Parlando della musica, invece, non siamo di fronte ad un miglioramento dal punto di vista esecutivo (d’altronde si tratta di musicisti dalle indubbie capacità già ben consolidate), ma piuttosto dal punto di vista della varietà e della coesione all’interno dei nove brani proposti: di materiale ce n’è per tutti i gusti, dalle parti più tecniche ed estreme (come nell’opener “Sectarian“) alle parti più rilassate in cui il tocco di Lopez e le atmosfere della band si distendono, facendo sognare l’ascoltatore (è questo il caso della bella ballad “Lucidity“, pubblicata anche come singolo). Il tutto è amalgamato alla perfezione, e le tanto apprezzate influenze latineggianti dell’artista svedese/uruguayano non mancano, come in “Sister” o sul finale di “Jinn“. Il disco scorre abbastanza facilmente nella sua oretta scarsa di durata, per un progressive metal variegato e di ottima fattura.
Il rovescio della medaglia, però, ci mostra una band che sì, ha acquisito sicuramente più sicurezza nei propri mezzi, ma che spesso ricrea (più o meno involontariamente) atmosfere già sentite negli ingombranti lavori del passato di Lopez. Vorrei non doverlo scrivere, specialmente data la bontà del materiale proposto, ma spesso lo spettro degli Opeth fa capolino vuoi nelle melodie strumentali (un esempio è “Stray“), vuoi in quelle vocali di Joel Ekelöf (il cui timbro troppo spesso si avvicina pericolosamente a quello di Mikael Åkerfeldt), tanto che “Lykaia” suona più Opeth di quanto non suonino gli Opeth stessi dal lontano 2005. Ciò, alle orecchie di un fan nostalgico legato al vecchio corso degli svedesi come il sottoscritto, non è necessariamente un problema nel momento in cui lo stesso fan si lascia andare all’ascolto senza rimuginarci troppo: tuttavia è decisamente un fattore limitante, che non intacca la qualità della musica ma che in un certo senso limita le enormi potenzialità della band, ancora non espresse al cento per cento.

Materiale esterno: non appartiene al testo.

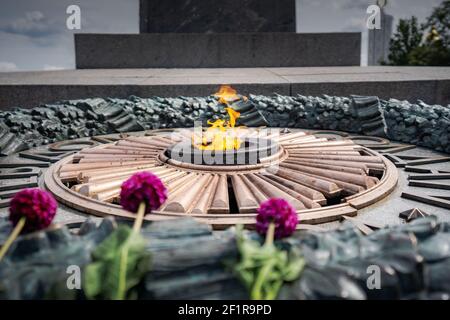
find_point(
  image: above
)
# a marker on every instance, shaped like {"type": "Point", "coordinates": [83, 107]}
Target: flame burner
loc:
{"type": "Point", "coordinates": [251, 151]}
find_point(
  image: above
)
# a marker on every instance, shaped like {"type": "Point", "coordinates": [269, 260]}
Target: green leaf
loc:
{"type": "Point", "coordinates": [119, 263]}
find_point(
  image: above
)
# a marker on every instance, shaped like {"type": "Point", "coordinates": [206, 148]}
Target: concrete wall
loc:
{"type": "Point", "coordinates": [221, 50]}
{"type": "Point", "coordinates": [202, 16]}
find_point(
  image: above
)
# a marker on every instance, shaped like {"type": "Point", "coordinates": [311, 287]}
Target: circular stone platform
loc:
{"type": "Point", "coordinates": [423, 182]}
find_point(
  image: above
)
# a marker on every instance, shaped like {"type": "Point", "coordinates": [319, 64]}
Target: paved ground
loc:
{"type": "Point", "coordinates": [27, 89]}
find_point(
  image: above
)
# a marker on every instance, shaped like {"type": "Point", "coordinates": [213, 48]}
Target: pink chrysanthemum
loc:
{"type": "Point", "coordinates": [281, 213]}
{"type": "Point", "coordinates": [143, 187]}
{"type": "Point", "coordinates": [37, 206]}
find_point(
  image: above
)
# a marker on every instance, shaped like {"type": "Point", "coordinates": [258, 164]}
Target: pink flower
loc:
{"type": "Point", "coordinates": [279, 212]}
{"type": "Point", "coordinates": [37, 206]}
{"type": "Point", "coordinates": [143, 187]}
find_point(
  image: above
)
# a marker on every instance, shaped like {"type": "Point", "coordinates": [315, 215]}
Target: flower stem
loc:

Ci troviamo quindi di fronte ad un ottimo lavoro, di cui gli artisti vanno estremamente fieri. Un disco che mostra sicuramente dei miglioramenti ma che in parte conferma gli aspetti negativi presenti sui lavori precedenti. Sicuramente vale la pena ascoltarlo e sicuramente sarà apprezzato dai fan del genere, ma purtroppo viene un po’ limitato nella valutazione a causa di quel piccolo, piccolissimo passo verso la personale consacrazione in quanto a individualità che il combo svedese non è ancora riuscito a compiere del tutto.